# Exercises 04 - NumPy for array manipulation

This week we will work with the `numpy` library for numerical manipulations.
The reference guide for numpy can be found here: https://docs.scipy.org/doc/numpy-1.16.1/reference/. It is
quite huge, but the sections of main interests for us are in the "routines" (a synonym for "functions") section,
in particular:
    - Array creation routines
    - Array manipulation routines
    - Input and output
    - Statistics

Some exercises have been modified from https://www.machinelearningplus.com/python/101-numpy-exercises-python/. You can try more exercises there, if you like!

In [1]:
# Import the NumPy library, using `np` as an alias
import numpy as np

### 1. Create a 1D array of numbers from 99 to 110 

Desired output: ```#> array([99, 100, 101, 102, 103, 104, 105, 106, 107, 108, 109, 110])```

In [4]:
# Write your solution here

new_array = np.arange(99,111)
new_array

array([ 99, 100, 101, 102, 103, 104, 105, 106, 107, 108, 109, 110])

### 2. Create a 3x3 numpy array of all False values 

In [12]:
# Write your solution here
false_array= np.ones((3,3))>2
false_array

array([[False, False, False],
       [False, False, False],
       [False, False, False]])

### 3. Replace all odd numbers in ```arr``` with -1

Sample input: ```np.array([0, 1, 2, 3, 4, 5, 6, 7, 8, 9])```

Desired output: ```#>  array([ 0, -1,  2, -1,  4, -1,  6, -1,  8, -1])```

In [13]:
# Sample input
arr = np.array([0, 1, 2, 3, 4, 5, 6, 7, 8, 9])

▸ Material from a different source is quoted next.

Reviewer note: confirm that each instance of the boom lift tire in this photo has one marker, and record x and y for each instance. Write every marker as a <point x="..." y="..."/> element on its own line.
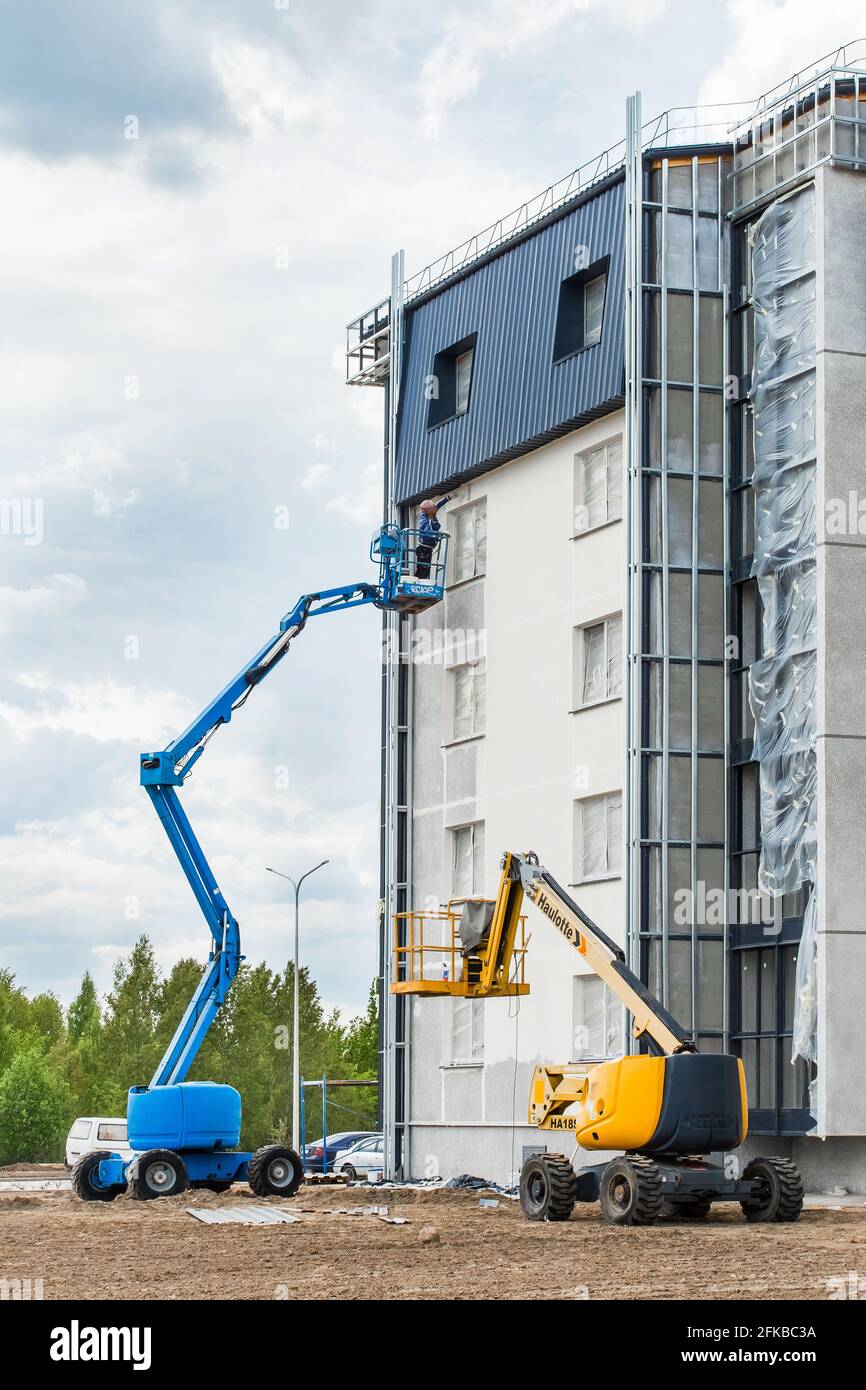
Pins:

# Write your solution here:
arr[arr%2==1]=-1
arr

array([ 0, -1,  2, -1,  4, -1,  6, -1,  8, -1])

### 4 Stack two arrays vertically



Consider these two numpy arrays as input:

```
a = np.arange(10).reshape(2,-1)
b = np.repeat(1, 10).reshape(2,-1)
```

```
a = [[0 1 2 3 4]
 [5 6 7 8 9]]
 
b = [[1 1 1 1 1]
 [1 1 1 1 1]]
```

Desired output:
```
c = [[0, 1, 2, 3, 4],
     [5, 6, 7, 8, 9],
     [1, 1, 1, 1, 1],
     [1, 1, 1, 1, 1]])
```

In [36]:
a = np.arange(10).reshape(2,-1)
b = np.repeat(1, 10).reshape(2,-1)

# Write your solution here
c= np.vstack((a,b))
print("c=",c)

c= [[0 1 2 3 4]
 [5 6 7 8 9]
 [1 1 1 1 1]
 [1 1 1 1 1]]


## Exercises of data manipulation on the "500_Person_Gender_Height_Weight_Index" dataset.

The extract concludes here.